Quelques rues plus loin, Maria, 21 ans est bien équipée pour aller manifester. Un foulard noir, un citron et un mélange d’eau et de bicarbonate de soude. « Tu as besoin de ça quand ils jettent la lacrymo, dit-elle en montrant son spray rempli de cet antidote. C’est moins douloureux et cela permet de mieux respirer. » Le gaz lacrymogène tiré régulièrement est loin de dissuader les Chiliens. Le 25 juin, ils étaient près d’un million à venir se regrouper Plaza Italia, l’épicentre des manifestations. Sur la place, les chansons révolutionnaires se multiplient, rythmées par les percussions et les sifflets. Carolina, 30 ans, est venue avec sa fille Martina de 10 ans qui « préfère les chants et l’ambiance à la lacrymogène. » Mais pas question pour Carolina de laisser sa fille à la maison. « J’ai connu la dictature et je voulais que ma fille soit présente pour qu’elle se rende compte de ce moment historique. » Soudain, les gaz irritants se font ressentir. Maria enveloppe sa fille pour la protéger. Après quelques minutes, la famille s’éloigne pour ne pas prendre de risques.

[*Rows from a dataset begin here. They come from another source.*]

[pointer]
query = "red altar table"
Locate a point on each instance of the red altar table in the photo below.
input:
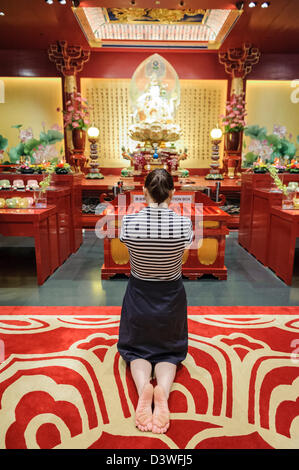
(61, 198)
(249, 182)
(41, 224)
(206, 258)
(104, 187)
(263, 200)
(72, 182)
(284, 229)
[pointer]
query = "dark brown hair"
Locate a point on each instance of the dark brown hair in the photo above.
(159, 183)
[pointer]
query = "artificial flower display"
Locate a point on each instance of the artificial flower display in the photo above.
(234, 119)
(77, 114)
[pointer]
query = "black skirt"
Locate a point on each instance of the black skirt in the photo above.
(153, 324)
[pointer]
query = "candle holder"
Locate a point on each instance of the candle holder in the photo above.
(216, 135)
(94, 173)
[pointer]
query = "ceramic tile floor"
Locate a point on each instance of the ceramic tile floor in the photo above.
(78, 281)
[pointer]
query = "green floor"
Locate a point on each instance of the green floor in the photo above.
(78, 280)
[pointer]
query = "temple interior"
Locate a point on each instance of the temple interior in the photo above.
(95, 96)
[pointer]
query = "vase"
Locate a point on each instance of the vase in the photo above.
(40, 200)
(232, 141)
(287, 199)
(78, 138)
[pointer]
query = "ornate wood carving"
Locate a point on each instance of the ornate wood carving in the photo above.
(69, 60)
(238, 62)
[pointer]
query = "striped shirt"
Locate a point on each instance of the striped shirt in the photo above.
(156, 238)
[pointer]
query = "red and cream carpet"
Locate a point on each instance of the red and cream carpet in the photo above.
(63, 384)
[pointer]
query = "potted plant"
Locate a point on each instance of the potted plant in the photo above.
(26, 168)
(234, 121)
(37, 151)
(77, 119)
(271, 148)
(293, 167)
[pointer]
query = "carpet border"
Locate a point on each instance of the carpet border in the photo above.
(116, 310)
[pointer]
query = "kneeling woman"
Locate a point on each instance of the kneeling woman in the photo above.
(153, 335)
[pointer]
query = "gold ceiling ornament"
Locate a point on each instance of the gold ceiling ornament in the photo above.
(128, 15)
(161, 15)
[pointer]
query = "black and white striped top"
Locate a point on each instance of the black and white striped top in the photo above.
(156, 238)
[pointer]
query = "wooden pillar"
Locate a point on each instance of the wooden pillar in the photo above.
(238, 63)
(69, 61)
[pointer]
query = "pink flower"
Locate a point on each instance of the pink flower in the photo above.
(56, 127)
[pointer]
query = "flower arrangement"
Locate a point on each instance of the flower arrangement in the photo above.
(259, 166)
(3, 146)
(274, 173)
(76, 115)
(62, 169)
(26, 168)
(36, 150)
(293, 167)
(234, 119)
(269, 147)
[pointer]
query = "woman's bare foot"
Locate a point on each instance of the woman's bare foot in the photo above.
(144, 414)
(161, 411)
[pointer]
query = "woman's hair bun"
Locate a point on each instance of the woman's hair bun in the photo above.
(159, 183)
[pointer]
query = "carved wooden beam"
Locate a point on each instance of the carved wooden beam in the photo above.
(69, 60)
(238, 62)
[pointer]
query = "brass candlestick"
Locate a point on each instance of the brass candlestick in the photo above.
(94, 173)
(214, 174)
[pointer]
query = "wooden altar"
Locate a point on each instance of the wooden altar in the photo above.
(206, 258)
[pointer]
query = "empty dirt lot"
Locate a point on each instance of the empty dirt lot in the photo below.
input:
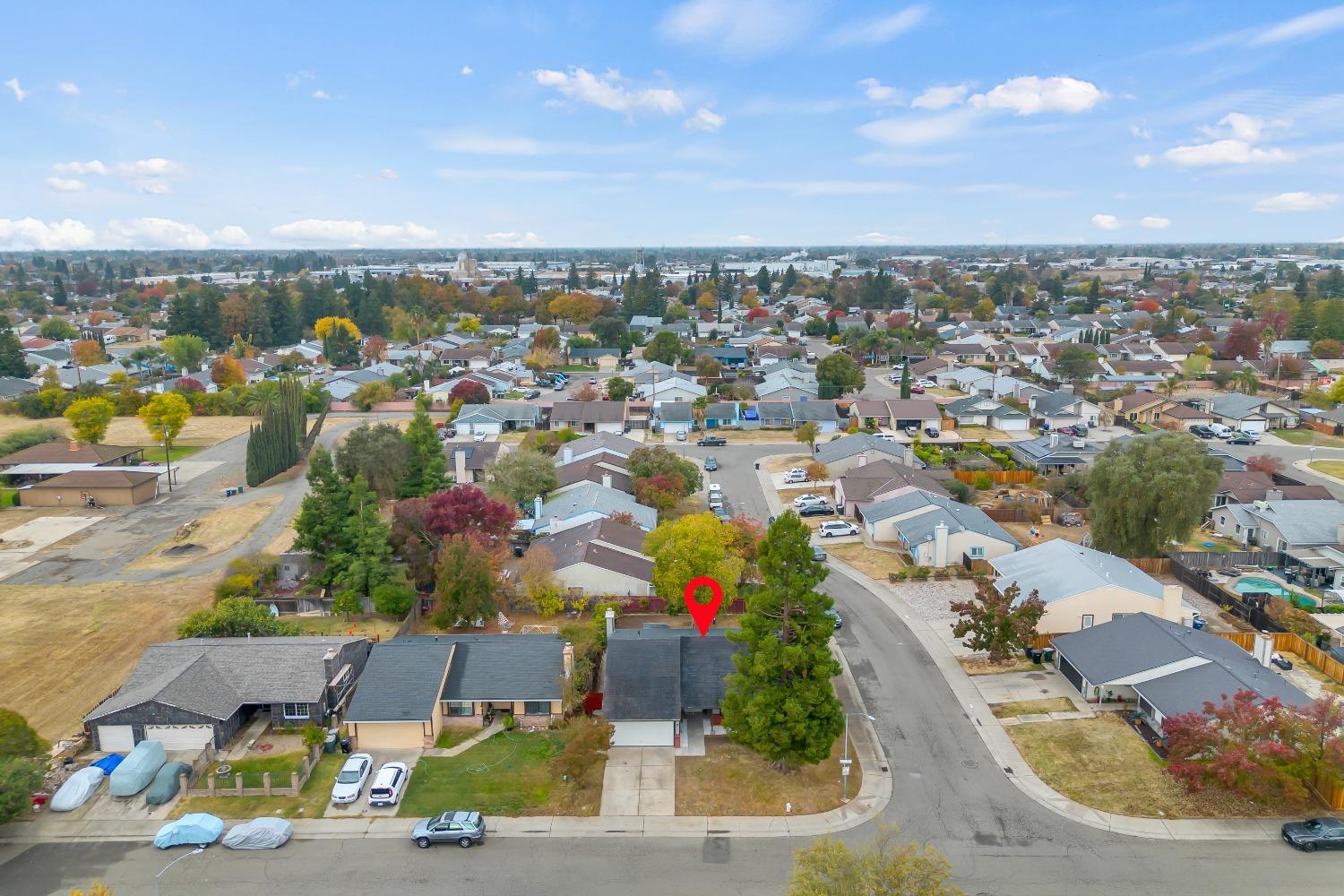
(65, 648)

Les carabiniers ne se contentent pas de gaz lacrymogène. De nombreux manifestants ont dénoncé la force utilisée par les forces policières notamment le tir des billes de plomb à hauteur de tête des manifestants. Camilia*, 19 ans, en a reçu un en dessous de son collier en forme de croix. « Ils ont tiré alors que nous manifestions pacifiquement. » Des blessés par billes, Emilia en voit passer tous les jours dans une impasse devenue un centre de premiers soins. Cette étudiante en médecine est chef d’un groupe de street docs (médecins de rue). C’est elle qui a organisé le rassemblement de ce groupe dès les premiers jours du mouvement social. « J’ai vu à la télévision qu’il y avait beaucoup de blessés et je me suis dit que je ne pouvais pas rester chez moi », explique-t-elle.Elle a connu un baptême du feu avec ces manifestations. Comme chaque soir, les carabiniers font évacuer la place mais un climat incertain règne encore dans les rues adjacentes à la Plaza Italia. « Levez bien haut les mains pour qu’ils ne vous tirent pas dessus » conseille-t-elle à ses coéquipiers. Avec eux, elle a déjà vu six cas de personnes qui ont perdu la vue. De son côté, l’institut National des Droits de l’Homme (INDH) a rapporté avoir constaté 157 blessures oculaires depuis le 17 octobre, début de la mobilisation sociale.

femmes chili.zip Alt 1

Adrien Vautier

C’est le cas de Natalia, une infirmière de 24 ans vivant dans la commune paisible de Peñalolén à Santiago. Le 26 octobre dernier, la jeune femme devait rejoindre des amis pour aller manifester. Dans la rue, la manifestation se déroulait pacifiquement mais les carabiniers ont décidé de tirer pour disperser la foule. La jeune femme prend alors une autre rue pour les éviter mais des carabiniers surgissent alors et se mettent à lui tirer dessus. Tournant la tête, elle reçoit l’impact de gaz lacrymogène en plein visage. « Ils étaient à quelques mètres de moi, ils m’ont tiré dessus délibérément », raconte-t-elle. Transportée aux urgences, elle ne retrouvera pas la vue. Dans sa chambre, son père déplore que les carabiniers « n’[aient] pas suivi le protocole, ils auraient dû tirer en l’air. » Natalia n’est pas retournée manifester mais elle continue de soutenir le mouvement via les réseaux sociaux « car la cause est juste ».